France, Death technique (Autoproduction, 2023)

L’amateur de death brutal passera son chemin, celui de technique jettera volontiers une oreille sur The orb, la nouvelle déflagration des frenchies de Gorod. Loin d’en être à leur premier essai, les Bordelais nous proposent un nouvel album pas seulement brutal ou technique. Oui, Gorod on les connait pour leur virulence et leurs prestations explosives – une valeur sure de la scène hexagonale. Gorod nous propose ici des moments plus introspectifs (le morceau éponyme) qui se lient à d’autres, plus fréquents, aussi brutaux que techniques. Loin des standards du genre, Gorod se distingue par des structures qu’on pourrait parfois rapprocher d’une certaine complexité du jazz (Megadeth a prouvé que les genres sont loin d’être incompatibles), d’un prog brutal en y mêlant quelques touches qui se rapprochent d’une forme de psychédélisme (pas forcément) hypnotique. The orb, après deux titres directs et simplement « dans ta face » varie son propos et, au bout du compte, intrigue, attire et interpelle. Un album puissant et riche même si pas toujours facile d’accès. Qu’on aime ou pas, c’est bien là ce qu’on demande à un groupe, non?

REDSPHERE: Regnum lupus

France, Death/Thrash (EP, M&O music, 2023)
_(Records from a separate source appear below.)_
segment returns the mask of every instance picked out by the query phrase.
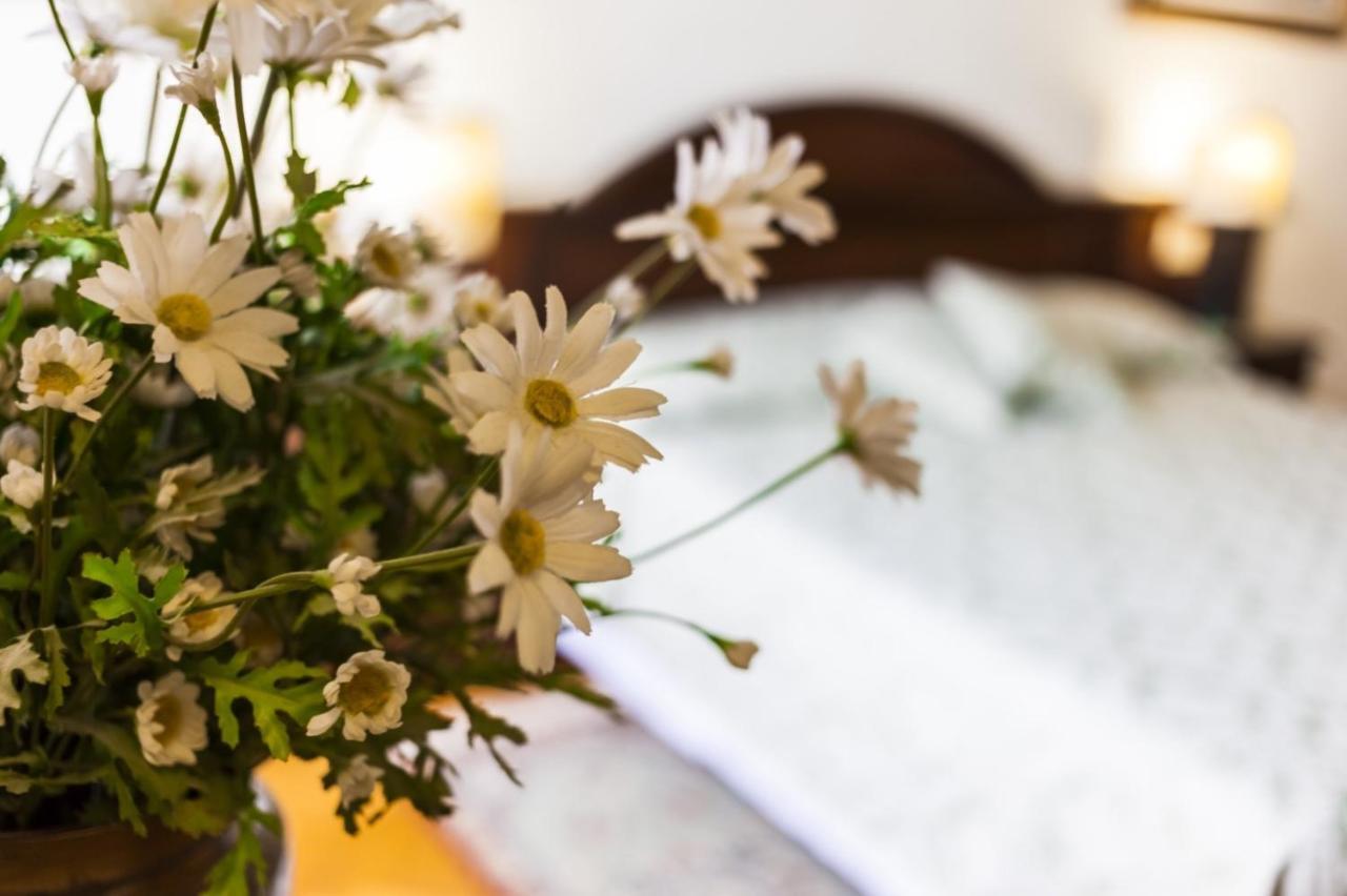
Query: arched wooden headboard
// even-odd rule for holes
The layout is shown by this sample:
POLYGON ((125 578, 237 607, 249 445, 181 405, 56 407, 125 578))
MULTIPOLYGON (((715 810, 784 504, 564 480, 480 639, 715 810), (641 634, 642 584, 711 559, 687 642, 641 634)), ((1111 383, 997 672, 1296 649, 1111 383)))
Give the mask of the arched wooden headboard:
MULTIPOLYGON (((804 136, 828 180, 820 194, 839 222, 834 242, 788 241, 764 253, 772 284, 920 277, 942 257, 1020 272, 1071 272, 1142 285, 1191 303, 1197 283, 1164 277, 1146 242, 1160 209, 1053 196, 1010 155, 950 121, 912 109, 812 104, 765 110, 773 133, 804 136)), ((700 136, 694 132, 691 136, 700 136)), ((671 198, 674 140, 591 196, 505 217, 488 266, 512 288, 560 285, 583 296, 637 248, 613 227, 671 198)), ((704 295, 699 277, 680 295, 704 295)))

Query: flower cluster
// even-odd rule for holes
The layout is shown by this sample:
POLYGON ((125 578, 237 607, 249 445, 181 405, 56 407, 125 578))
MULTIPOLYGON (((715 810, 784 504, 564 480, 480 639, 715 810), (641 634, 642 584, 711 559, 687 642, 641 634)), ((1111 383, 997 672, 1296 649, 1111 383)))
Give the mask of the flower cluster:
MULTIPOLYGON (((583 307, 554 287, 540 308, 415 229, 376 225, 333 252, 323 218, 365 184, 321 186, 294 120, 268 223, 253 165, 275 91, 381 67, 454 17, 424 0, 168 5, 69 23, 53 7, 89 100, 89 163, 0 183, 0 830, 236 826, 210 883, 244 892, 260 850, 237 822, 260 813, 251 775, 267 757, 326 760, 354 831, 380 790, 450 811, 434 733, 453 716, 493 752, 519 740, 477 687, 602 700, 556 643, 563 624, 636 612, 586 585, 633 572, 601 491, 609 468, 661 459, 638 428, 664 396, 620 379, 641 352, 622 331, 669 287, 640 284, 648 252, 583 307), (119 188, 100 117, 129 54, 163 66, 179 121, 210 126, 203 172, 174 140, 148 182, 119 188), (232 81, 241 106, 260 71, 259 130, 234 116, 236 139, 220 91, 232 81)), ((620 231, 752 299, 756 250, 832 235, 803 151, 727 113, 699 155, 679 145, 674 204, 620 231)), ((727 378, 733 355, 683 369, 727 378)), ((839 436, 823 459, 915 491, 911 405, 867 405, 859 367, 824 387, 839 436)), ((735 667, 757 652, 687 624, 735 667)))

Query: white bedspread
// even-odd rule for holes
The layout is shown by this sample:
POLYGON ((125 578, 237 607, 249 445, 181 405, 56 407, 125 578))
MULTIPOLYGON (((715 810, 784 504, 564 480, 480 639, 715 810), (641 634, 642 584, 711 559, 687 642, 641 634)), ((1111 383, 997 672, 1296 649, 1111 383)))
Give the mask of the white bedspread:
MULTIPOLYGON (((647 369, 741 373, 647 383, 667 460, 603 484, 629 553, 828 444, 818 359, 904 351, 870 304, 643 331, 647 369)), ((568 655, 867 892, 1265 896, 1347 791, 1347 418, 1234 374, 929 417, 920 500, 834 461, 601 592, 757 639, 750 673, 634 619, 568 655)))

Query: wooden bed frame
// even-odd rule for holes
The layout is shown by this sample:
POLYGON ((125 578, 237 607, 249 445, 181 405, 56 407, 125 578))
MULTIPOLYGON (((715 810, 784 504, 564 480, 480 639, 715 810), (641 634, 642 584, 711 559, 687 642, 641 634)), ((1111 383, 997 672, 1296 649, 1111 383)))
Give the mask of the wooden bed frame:
MULTIPOLYGON (((994 143, 924 112, 859 104, 764 112, 775 135, 801 135, 807 156, 827 167, 828 180, 819 192, 839 222, 838 238, 823 246, 788 239, 764 252, 772 269, 768 285, 908 280, 924 276, 942 257, 958 257, 1025 273, 1111 277, 1192 309, 1210 305, 1210 291, 1203 288, 1210 277, 1167 277, 1150 262, 1148 241, 1161 207, 1049 195, 994 143)), ((548 284, 568 296, 587 295, 640 250, 613 237, 616 225, 671 200, 672 143, 587 199, 506 214, 500 246, 486 266, 535 296, 548 284)), ((1204 307, 1204 312, 1238 316, 1253 245, 1245 238, 1235 257, 1223 257, 1226 288, 1235 295, 1220 300, 1227 308, 1204 307)), ((696 276, 675 295, 713 292, 696 276)))

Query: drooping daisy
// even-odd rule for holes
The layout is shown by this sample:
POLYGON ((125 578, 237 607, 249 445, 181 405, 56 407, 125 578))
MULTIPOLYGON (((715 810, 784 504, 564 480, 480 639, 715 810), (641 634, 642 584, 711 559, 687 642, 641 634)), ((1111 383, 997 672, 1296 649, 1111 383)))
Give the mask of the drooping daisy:
POLYGON ((486 544, 467 569, 469 591, 501 589, 496 634, 516 632, 519 663, 532 673, 552 670, 562 616, 590 631, 572 581, 632 574, 617 549, 593 544, 617 531, 618 518, 591 496, 590 457, 579 441, 558 444, 546 431, 524 436, 516 425, 501 461, 500 498, 478 491, 471 499, 473 523, 486 544))
POLYGON ((364 756, 356 756, 345 768, 337 772, 337 790, 341 791, 342 809, 348 809, 374 795, 384 770, 370 766, 364 756))
POLYGON ((47 663, 32 648, 31 638, 32 632, 24 632, 19 640, 0 647, 0 728, 4 726, 7 710, 23 705, 19 689, 13 685, 15 673, 34 685, 44 685, 50 677, 47 663))
POLYGON ((42 436, 32 426, 9 424, 0 432, 0 463, 18 460, 28 467, 36 467, 40 455, 42 436))
POLYGON ((89 402, 102 394, 112 378, 112 361, 102 357, 102 343, 89 342, 70 327, 43 327, 23 340, 19 390, 27 398, 23 410, 55 408, 81 420, 101 416, 89 402))
POLYGON ((443 268, 419 268, 400 287, 373 287, 348 303, 353 323, 384 336, 408 342, 447 342, 458 334, 454 322, 457 283, 443 268))
POLYGON ((766 118, 745 108, 717 116, 715 130, 741 192, 769 204, 781 226, 810 245, 836 235, 832 210, 808 195, 826 174, 818 163, 800 164, 803 137, 787 135, 773 145, 766 118))
POLYGON ((454 297, 454 316, 463 330, 486 324, 496 327, 506 336, 515 330, 515 313, 505 301, 501 281, 489 273, 477 272, 458 281, 454 297))
POLYGON ((525 432, 552 431, 559 441, 586 443, 603 460, 637 470, 663 455, 617 420, 655 417, 665 398, 649 389, 606 389, 632 366, 641 346, 630 339, 605 347, 613 307, 599 303, 566 331, 566 300, 547 289, 547 330, 533 303, 511 296, 515 346, 494 327, 477 326, 462 335, 481 371, 455 373, 451 386, 481 410, 467 433, 473 451, 500 453, 512 424, 525 432), (601 391, 606 389, 606 391, 601 391))
POLYGON ((238 615, 238 607, 198 609, 220 597, 224 589, 225 583, 220 581, 220 576, 211 572, 201 573, 183 581, 178 593, 163 605, 159 615, 170 620, 168 640, 174 644, 170 648, 172 651, 170 659, 180 657, 182 647, 209 644, 229 630, 229 624, 238 615), (187 612, 189 609, 195 612, 187 612))
POLYGON ((136 737, 151 766, 195 766, 206 748, 206 710, 197 700, 201 687, 180 671, 136 687, 136 737))
POLYGON ((356 269, 380 287, 400 287, 416 270, 416 246, 411 237, 389 227, 370 227, 356 248, 356 269))
POLYGON ((337 554, 327 564, 327 581, 325 584, 342 616, 360 613, 369 619, 379 615, 379 597, 365 593, 362 587, 365 580, 377 576, 379 570, 379 564, 369 557, 346 553, 337 554))
POLYGON ((327 733, 338 718, 346 740, 365 740, 366 735, 400 726, 411 681, 407 666, 384 659, 381 650, 353 655, 323 686, 323 700, 331 709, 308 720, 308 736, 327 733))
POLYGON ((916 432, 916 405, 897 398, 866 404, 865 365, 851 363, 845 382, 827 366, 819 367, 823 391, 832 400, 846 453, 861 468, 866 486, 880 480, 894 491, 917 494, 921 464, 902 451, 916 432))
POLYGON ((24 510, 32 510, 47 494, 42 471, 22 460, 11 460, 5 464, 5 475, 0 476, 0 494, 24 510))
POLYGON ((214 246, 195 214, 164 221, 139 213, 117 229, 131 269, 102 262, 97 277, 79 281, 79 295, 110 308, 123 323, 154 327, 155 361, 176 363, 201 398, 222 397, 236 410, 253 406, 244 367, 275 379, 290 361, 279 339, 299 322, 275 308, 249 308, 280 278, 276 268, 233 272, 248 238, 214 246))
POLYGON ((79 57, 66 63, 66 71, 85 91, 101 94, 117 79, 117 61, 110 55, 79 57))
POLYGON ((753 301, 757 280, 766 273, 754 250, 781 245, 781 235, 772 230, 772 207, 737 186, 719 144, 707 140, 698 160, 692 144, 682 140, 674 203, 664 211, 622 222, 617 237, 663 238, 675 261, 695 257, 702 273, 721 287, 726 299, 753 301))

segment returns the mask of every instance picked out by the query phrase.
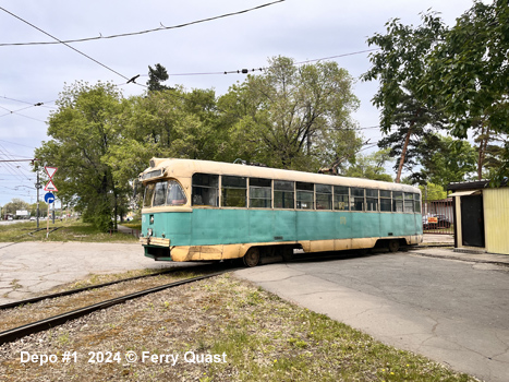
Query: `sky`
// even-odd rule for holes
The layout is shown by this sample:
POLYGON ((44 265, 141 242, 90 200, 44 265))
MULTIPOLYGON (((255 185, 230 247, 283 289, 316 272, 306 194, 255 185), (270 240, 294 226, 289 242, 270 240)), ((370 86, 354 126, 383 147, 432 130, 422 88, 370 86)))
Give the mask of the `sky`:
POLYGON ((376 143, 379 111, 371 99, 378 84, 359 80, 371 68, 367 38, 385 33, 390 19, 416 26, 429 9, 453 25, 471 7, 472 0, 0 0, 0 206, 14 198, 36 202, 29 159, 49 140, 46 121, 65 84, 112 82, 125 97, 142 95, 156 63, 170 74, 166 85, 220 96, 245 79, 225 72, 263 68, 272 57, 334 60, 355 79, 361 106, 353 117, 364 140, 376 143), (172 28, 183 24, 190 25, 172 28), (132 35, 107 38, 121 34, 132 35), (94 39, 58 43, 84 38, 94 39), (138 74, 137 84, 126 83, 138 74))

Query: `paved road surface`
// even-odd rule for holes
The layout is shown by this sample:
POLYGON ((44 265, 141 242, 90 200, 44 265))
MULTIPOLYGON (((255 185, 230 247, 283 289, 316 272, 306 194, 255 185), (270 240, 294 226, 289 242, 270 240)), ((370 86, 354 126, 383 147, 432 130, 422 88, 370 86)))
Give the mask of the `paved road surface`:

Redsphere n’est pas une nouveauté sur la scène metal française, mais le groupe issu de nouvelle Calédonie doit encore se frayer un chemin en métropole. Déjà auteur de deux albums, Facts en 2017 et Immrotal voids en 2019, le groupe revient avec Regnum lupus, un court Ep de 4 titres forgé dans un death thrash direct et sans concession. Ou presque. Car, mis à part le « chant » typique au genre, hurlé et rageur, Redsphere nous propose 4 titres aux influences variées. Alors, oui, ça tabasse sec, les blast beats et la double grosse caisse sont légion, mais il y a plus. Princes (memento mori) et A new order, premier et dernier titres, sont clairement d’inspiration thrash à la Exodus ou Death Angel, A vicious century défonce tout sur son passage tandis que War and lies a quelques influences presque symphoniques apportant une touche plus légère à l’ensemble. Alors, hormis ce qui pour moi n’est pas du chant, le reste entraine et casse des cervicales comme il faut.